Piégé par le Vautour, Peter est emprisonné sous les décombres d’un hangar. Cette situation d’isolement et de claustration représente en fait un moment de vérité pour l’adolescent. Laissé à lui-même, il est contraint, comme le montre si clairement ce photogramme, à se regarder en face, à scruter sa conscience qui lui rappelle les paroles de Tony pour décider qui veut-il être : est-il autre chose que le costume qu’il portait ? Est-il un super-héros ou un garçon qui joue à singer un super-héros et lorsque les réelles difficultés arrivent, ne sait pas faire autre chose que crier à l’aide ?

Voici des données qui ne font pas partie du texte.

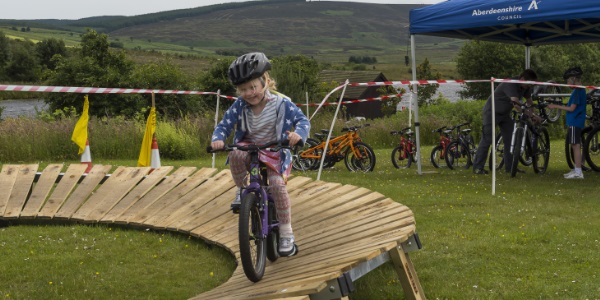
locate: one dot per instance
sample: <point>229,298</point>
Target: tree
<point>94,65</point>
<point>47,49</point>
<point>483,60</point>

L’illusion du soi déformé par le désir d’imiter ses pères est ainsi dissipée et le super-héros retrouve une vision claire de lui-même. Toutefois, même si cette scène nous montre un Spider-Man répéter l’exploit du baron Münchhausen en s’extirpant lui-même des débris qui pèsent sur ses épaules, cette dispersion n’est pas uniquement de ses faits. Sans l’aide de ses deux pères, l’orphelin Peter Parker risquerait de rester prisonnier de ses mirages et de ses fausses croyances. Le thème de l’éducation se conjugue subtilement avec celui de la désillusion en ce que le film se termine avec une dernière conversation entre Tony et Peter. Après son exploit, Peter est conduit au nouveau complexe des Avengers par Happy qui a littéralement changé d’attitude envers lui. Son mentor l’y attend et veut lui faire une surprise : non seulement il souhaite l’intégrer dans l’équipe des Avengers mais aussi lui offrir un nouveau costume Spider-Man. Pourtant, Peter refuse ces propositions car il s’estime n’être pas encore prêt et que pour l’instant, il préfère rester sur terre et aider les petites gens. En cela, il montre combien son expérience récente l’a mûri et aidé à se débarrasser de ses chimères. Surpris par sa décision, Tony Stark, qui n’avait pas hésité à annoncer au monde entier qu’il était Iron Man, ne peut qu’être intérieurement satisfait de son jeune disciple même si son refus lui met dans l’embarras puisqu’il a convoqué toute la presse pour présenter le nouveau Avenger. En cela, le jeune adolescent prouve non seulement qu’il est à la hauteur mais aussi qu’il est meilleur homme que Stark, au moins plus modeste et plus sage. La fin du film reste donc fidèle à son titre puisqu’en déclinant une place parmi les Avengers, le jeune Ulysse rentre chez lui afin de retrouver lui-même (et aussi accessoirement son costume que Tony a déposé en toute discrétion sur son lit).


[1] En anglais, l’expression « training wheels » fait référence aux roues latérales sur les vélos d’enfant, indice de plus qu’aux yeux de Tony, Peter reste vraiment un gosse.